Voice of Jaipur, August 27, 2020
The Covid‑19 pandemic will have severe negative impacts on achieving the targets of most of the Sustainable Development Goals (SDGs). However, while unlocking and reconnecting, pandemic offers countries an opportunity to build recovery plans that will reverse current trends and change the consumption and production patterns towards a more sustainable future, experts said in an International webinar organised by CUTS on ‘SDG-12: Will the Pandemic Slowdown the Progress of Meeting the Target’.
India and its States are taking actions towards sustainable consumption and production (SCP) which is gaol12 of SDGs. However, many of those achievements are not being reported, and this could be giving a wrong image of the nation’s merits and efforts towards SCP, said Archana Datta, Project Co-ordinator for India for SWITCH-Asia (RPAC), UN Environment Programme India Office. Switch Asia is actively supporting India on SDG12 monitoring and reporting. She further said that the pandemic has exposed our system’s weaknesses, and meeting targets of SDG is no more the responsibility of the government, but it also shifts to the private players and the citizens of the country.
In opening address George Cheriyan, Director, CUTS said, the Asia-Pacific region is unlikely to meet any of the SDGs without concerted efforts by all stakeholders. Conditions in 2030 are predicted to be worse on 20% of SDG indicators than the status in 2015. The region is struggling to achieve progress in SDG 12 (responsible consumption and production) and SDG 13 (climate action), in fact, the region is not even moving in the right direction.

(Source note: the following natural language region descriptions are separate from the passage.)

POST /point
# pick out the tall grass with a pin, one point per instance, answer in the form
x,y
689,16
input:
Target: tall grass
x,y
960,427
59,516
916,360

The pandemic had brought “immediate relief” in areas related to SDG 12 (responsible consumption and production), SDG 13 (climate action), SDG 14 (life below water) and SDG 15 (life on land). The global Co2 emission reduced by 17 percent. First time after World War II, the global energy demand reduced. India had seen a 30% reduction in energy consumption. There were drastic reduction in air pollution; Delhi NCR had seen a reduction of 79%. However these gains were short lived. The pandemic had resulted in tremendous increase in plastic consumption, the sale of global disposable masks increased from USD 800 million in 2019 to USD 166 billion in June 2020. Since education had gone online, the use of electronic gadgets increased tremulously, the sale of laptops in the state of Kerala itself increased by 400%. Use of personal vehicles, due to lack of public transport, including Metros and physical distancing norms, increased to more than the pre pandemic levels. These increased consumption will have severe negative impacts on achieving the targets of SDG12, George added.
Eva Eiderström, Director, Department of Ecolabelling and Green Consumption, Swedish Society for Nature Conservation, Stockholm, stated that climate change is the indicator of consumption patterns of society as whole. It was also highlighted that circular economy still needs to be developed and institutionalized. Its focus also seems to be less on reduction of total use of resources and more on recycling. She stressed upon active dialogue with concerned stakeholders for sustainable use. She also said eco-labelling can play a key role in promoting responsible consumption. Eva concluded by highlighting that the SDG goal 12 is the key for survival and we have to shape our systems according to that.
Dr. Usha Titus, Principal Secretary, Department of Environment, Government of Kerala acknowledged that Kerala is top in overall SDG ranking, but is certainly not on top with regards to SDG 12. She gave brief overview of various schemes and programs being successfully implemented within the State to address SCP. During the discussion, she acknowledged that lack of coordination between various departments within the State acts as a major challenge in meeting the targets and collecting the SDG data. While few of the local Panchayats do implement successful SCP practices, it often goes unnoticed and unreported. Absence of nodal officers in each department to push the SDG agenda is also a major roadblock.
Dr. Joy Elamon, Director General, Kerala Institute of Local Administration underlined the importance of empowering local government and integrating various departments for achieving the SDG 12 targets. Local governments should not be seen as mere implementers of the agenda. Local governments are catalysts of change and the level of government best-placed to link the global goals with local communities. He also agreed that centralised and decentralised management both have their own advantages and disadvantages, and what works best depend on case to case basis. For instance, with respect to solid waste management, decentralised management works best. He also emphasised on behaviour change need to adopt sustainable lifestyle.
More than 100 participants from 23 states of India and 12 countries, including representatives of UNCTAD, UNEP, UN-ESCAP, and ASEAN secretariat, civil society organisations, academics attended the webinar.